Et les lecteurs et les lectrices ne seront pas déçus. Ils découvrent ainsi des paysages insolites, des lieux de mémoire très personnels, des enchevêtrements historiques et ils apprenent par exemple les aventures parisiennes du couple danois d’ artistes-peintres Anne et Michael Ancher, qui ont exposé ensemble à Paris, fait rare à l’époque. Anne Ancher (1859-1935), une peintre impressionniste de la communauté d’artistes de Skagen au Danemark. Ce n’est qu’un exemple. Il y aurait d’autres faits aussi intéressants et plutôt saissisants à découvrir, tels les traumatismes décrits par l’écrivaine Agata Tuszynska , traumatismes vécus par ses parents et grands-parents en Pologne à l’époque de la 2e guerre mondiale. Ou le voyage qu’entreprend l’écrivain espagnol Fernando Aramburu à travers l’Europe en compagnie de son fils qu’il initie ainsi à des villes aussi dissemblables que Lisbonne, Ségovie, Hanovre ou Klagenfurt. Une autre sorte d’introduction à la diversité de l’Europe.
« C’est une anthologie cosmopolite, curieuse et cosmopolite,...[...]..En somme,un maximum de diversité dans un minimum d’espace : la définition même de l’Europe par Milan Kundera. » (4e de couverture).
Une autre richesse européenne et un autre exploit à signaler : la diversité linguistique d’un côté et de l’autre le travail des traductrices et traducteurs sans lequel nous n’aurions jamais pu accéder aux textes rédigés dans des langues aussi diverses que le maltais, le letton ou le bulgare, et les comprendre.
Une lecture plus qu’enrichissante. Un « must » absolu pour tout Européen.
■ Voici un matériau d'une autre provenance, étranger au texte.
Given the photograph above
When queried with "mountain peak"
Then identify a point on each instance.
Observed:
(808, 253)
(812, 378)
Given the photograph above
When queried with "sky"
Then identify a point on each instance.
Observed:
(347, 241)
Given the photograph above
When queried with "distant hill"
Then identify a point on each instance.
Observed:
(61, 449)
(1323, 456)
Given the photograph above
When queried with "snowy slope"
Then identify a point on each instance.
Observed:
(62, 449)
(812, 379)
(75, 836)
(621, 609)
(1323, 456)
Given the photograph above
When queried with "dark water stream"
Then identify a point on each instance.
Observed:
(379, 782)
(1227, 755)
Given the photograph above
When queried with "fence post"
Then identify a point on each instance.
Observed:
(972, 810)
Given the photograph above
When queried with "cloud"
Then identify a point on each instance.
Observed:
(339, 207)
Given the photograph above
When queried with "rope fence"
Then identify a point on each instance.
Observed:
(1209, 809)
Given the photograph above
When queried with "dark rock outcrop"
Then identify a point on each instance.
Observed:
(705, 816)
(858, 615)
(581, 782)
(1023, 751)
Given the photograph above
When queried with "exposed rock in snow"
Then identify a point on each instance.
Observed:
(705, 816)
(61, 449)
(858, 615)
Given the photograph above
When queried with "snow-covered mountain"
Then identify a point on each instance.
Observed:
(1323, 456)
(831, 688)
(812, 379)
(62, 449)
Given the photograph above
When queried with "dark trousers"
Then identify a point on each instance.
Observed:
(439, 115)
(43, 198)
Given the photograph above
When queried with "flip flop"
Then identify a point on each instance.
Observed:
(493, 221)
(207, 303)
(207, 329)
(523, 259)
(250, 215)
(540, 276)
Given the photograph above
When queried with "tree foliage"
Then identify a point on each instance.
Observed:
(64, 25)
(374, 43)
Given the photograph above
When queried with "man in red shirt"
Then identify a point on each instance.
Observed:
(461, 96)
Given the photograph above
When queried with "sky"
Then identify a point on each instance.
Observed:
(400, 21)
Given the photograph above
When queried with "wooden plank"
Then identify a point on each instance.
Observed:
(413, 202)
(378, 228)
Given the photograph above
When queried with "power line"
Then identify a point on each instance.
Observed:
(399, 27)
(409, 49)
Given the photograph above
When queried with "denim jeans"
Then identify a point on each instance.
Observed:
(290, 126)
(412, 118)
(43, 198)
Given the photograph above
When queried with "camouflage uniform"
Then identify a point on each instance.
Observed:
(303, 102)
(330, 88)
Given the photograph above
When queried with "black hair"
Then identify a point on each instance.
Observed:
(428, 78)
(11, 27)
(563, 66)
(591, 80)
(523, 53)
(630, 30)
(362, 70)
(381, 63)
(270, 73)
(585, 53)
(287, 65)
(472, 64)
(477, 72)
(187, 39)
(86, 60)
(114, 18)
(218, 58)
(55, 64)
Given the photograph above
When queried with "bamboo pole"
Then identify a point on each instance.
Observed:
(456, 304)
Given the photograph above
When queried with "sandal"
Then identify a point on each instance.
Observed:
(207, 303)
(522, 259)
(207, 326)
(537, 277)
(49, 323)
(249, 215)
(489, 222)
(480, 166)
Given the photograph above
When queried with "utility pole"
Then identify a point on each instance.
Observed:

Les contributeurs de l’anthologie sont : Daniel Kehlmann (Allemagne), Eva Menasse (Autriche), Lize Spitz (Belgique), Kapka Kassabova (Bulgarie), Stavros Christodoulou (Chypre), Olja Savicevic (Croatie), Jens Christian Grondahl (Danemark), Fernando Aramburu (Espagne), Tiit Aleksjev (Estonie), Sofi Oksanen (Finlande), Maylis de Kerangal (France), Ersi Sotiropoulos (Grèce), Laszlo Krasznahorkai (Hongrie), Colm Toibin (Irlande), Rosella Postorino (Italie), Janis Jonevs (Lettonie), Tomas Venclova (Lituanie), Jean Portante (Luxembourg), Imannuel Mifsud (Malte), Jan Brokken (Pays-Bas), Agata Tuczynska (Pologne), Lidia Jorge (Portugal), Norman Manea (Roumanie), Michal Hvorecky (Slovaquie), Brina Svit (Slovénie), Björn Larsson (Suède), et Katerina Tuckova (République tchèque).